Bungou Stray Dogs finished airing during the official Spring 2016 season and has promised its second season for the Fall 2016 season. As a sort of preview of what to expect, what it needs to do and an overall recap of everything it got right and didn’t during the first season, I though I’d write up:
When anime and manga get slapped with the label Seinen, you can pretty much expect an action-packed anime with great fight sequences and a large cast of characters. The main ones will have somewhat predictable backstories of pain/anger that lead to their current status in life. The anime doesn’t have to run for long, in fact most of them finish up with one season. They deliver a short, adrenaline filled romp through a universe that usually brings up more questions that it answers.
Bungou Stray Dogs hits some of the typical Seinen characteristics but it also manages to avoid some by quite a distance. In this viewer’s opinions it hits the important ones that draw in the audiences and it avoids the right ones that make Seinen anime and manga tired and predictable.
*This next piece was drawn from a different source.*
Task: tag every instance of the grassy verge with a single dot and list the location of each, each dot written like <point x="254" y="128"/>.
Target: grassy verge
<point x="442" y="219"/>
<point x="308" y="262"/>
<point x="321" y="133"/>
Bungou Stray Dogs is certainly an adventurous little anime. It narrates a story of a special crime fighting unit whose members each have a special power. And to this group is recruited our seemingly gutless, cowardly and overall wishy-washy protagonist Nakajima Atsushi. It’s an interesting premise and with a bit of special ‘uber-cool’ otaku trivia in association with the character names (the names are based on famous authors and the powers of the characters are usually named on those authors’ most popular works), one can hardly call the storyboard and plotline of Bungou Stray Dogs slow or boring. It glues together a compelling yet simple plot, a good cast of quirky characters and a great bit of animation work to pull off one of Spring 2016’s most overlooked anime.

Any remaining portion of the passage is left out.